The U.S. Army, in its wisdom, favors the use of field expedients in a great many cases when it comes to describe the weapons it uses in arming its troops.

Col. Tom Kelly August 26, 20213 min read

The first weapon a cave man had was a club, which he used to knock game in the head before skinning it and then using the hide to make clothing and using the meat of the animal for food. He progressed to a spear, one with a stone tip, and then to a bow and arrow, which, while it was very light in weight, increased the distance between the hunter and his prey almost immeasurably. Massed bowmen at some of the early battles in medieval days, completely broke up massed charges of armored knights, on horses, with lances, by killing the horses with arrows before these armored knights of the enemy ever got into range.

And then, with the development of gunpowder, ranges increased immensely, and projectiles of one kind or another became possible. This led to the invention of bird shot, which even though it was fired by gunpowder, threw a charge of small shot so that birds could be killed in flight. Black powder leaves a cloud of smoke that must be allowed to clear before so you could see if you had put small shot into the birds you had shot. Bigger sized lead pellets were called buck shot and the smaller sizes were called bird shot. Bored barrels were invented, rather than rifling the barrels, if the weapon was to be used on bird only.

Shotgun barrels are choked rather than being rifled because a relatively open choke keeps the small shot in a bunch, and such tiny shot loses its velocity at ranges much past 50 yards. Shotguns are therefore designed for birds, and larger game guns are sized, bored and rifled, to delivery accurate single shots at ranges in the 300-yard vicinity.

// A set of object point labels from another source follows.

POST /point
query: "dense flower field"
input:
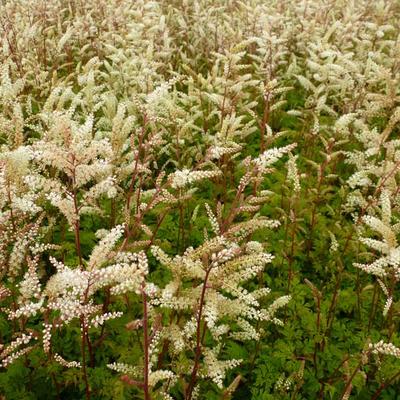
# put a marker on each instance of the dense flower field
(199, 199)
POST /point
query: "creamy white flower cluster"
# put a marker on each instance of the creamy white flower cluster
(10, 353)
(384, 348)
(185, 177)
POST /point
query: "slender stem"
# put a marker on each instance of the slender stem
(84, 369)
(146, 346)
(199, 339)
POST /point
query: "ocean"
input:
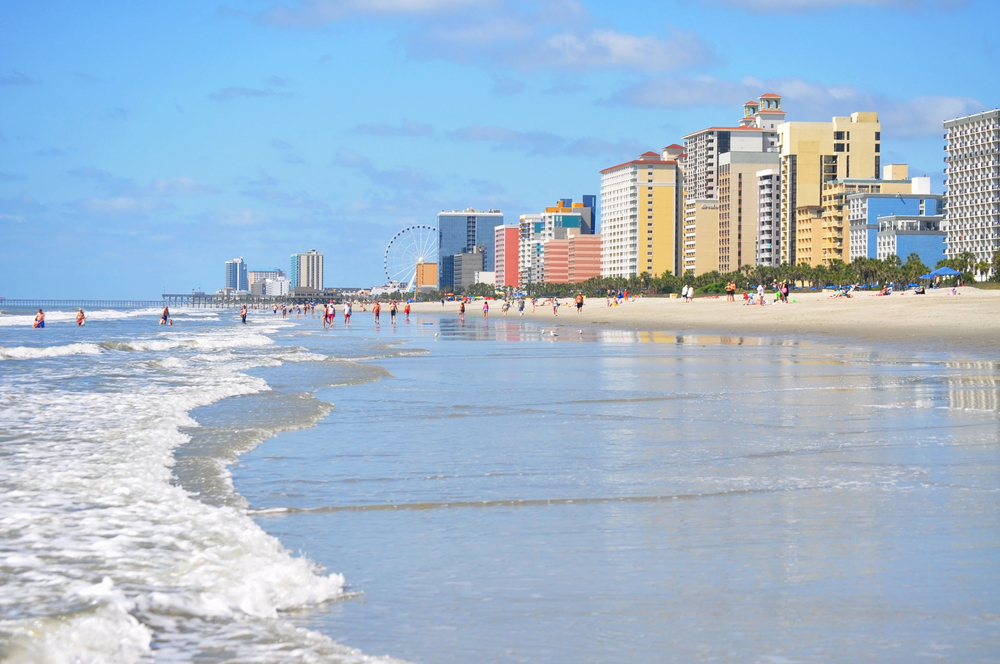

Pistols, which have rifled barrels, are deliberately made in small caliber so they can be hidden. Nearly all pistols are used only at close ranges.

Almost none of this is known to the average citizen today who takes the position that all firearms are the same, that all are dangerous or deadly and can be concealed, and it is perfectly proper to rewrite that part of the Bill of Rights that says the “The Right of the People to keep and bear arms shall not be abridged.” To some, a weapon is a weapon, should be collected immediately and should never be put into the hands of the general public. Under the same species of reasoning a needle should never be allowed in a person’s home because one used improperly could put an eye out.

I was given a shotgun at the age of 9, by an uncle in the family who had no children and who was a hunter. I was given this shotgun and in no way was it unusual for the time. I gave my daughter a shotgun for the same reason at the same time of her life. I was not allowed to take my gun into the woods alone, and neither was she, because, in the beginning, such young children were not allowed to use the gun alone.

She had been a pickup man for several years, was proud to be allowed to graduate to her own gun, carried her own gun, loaded and fired it herself. She liked to eat what we shot, and she wanted to learn to wing shoot before she was ready when she realized how much more fun it was. I wish I had a picture of that first bird she shot, but I do not. In learning to shoot flying birds you have to shoot him where he ain’t, but where he will be when the shot charge gets there. It is a hell of a lot easier to say than it is to do. 

Later in life, when you move up to ducks and especially turkeys, when four or five shots a season is considered big time, it is those three or four years, those between say 8 and 11 or 12, that are the cream of the cream. There is nothing else like them on earth. If you don’t have one, go borrow a kid and try it.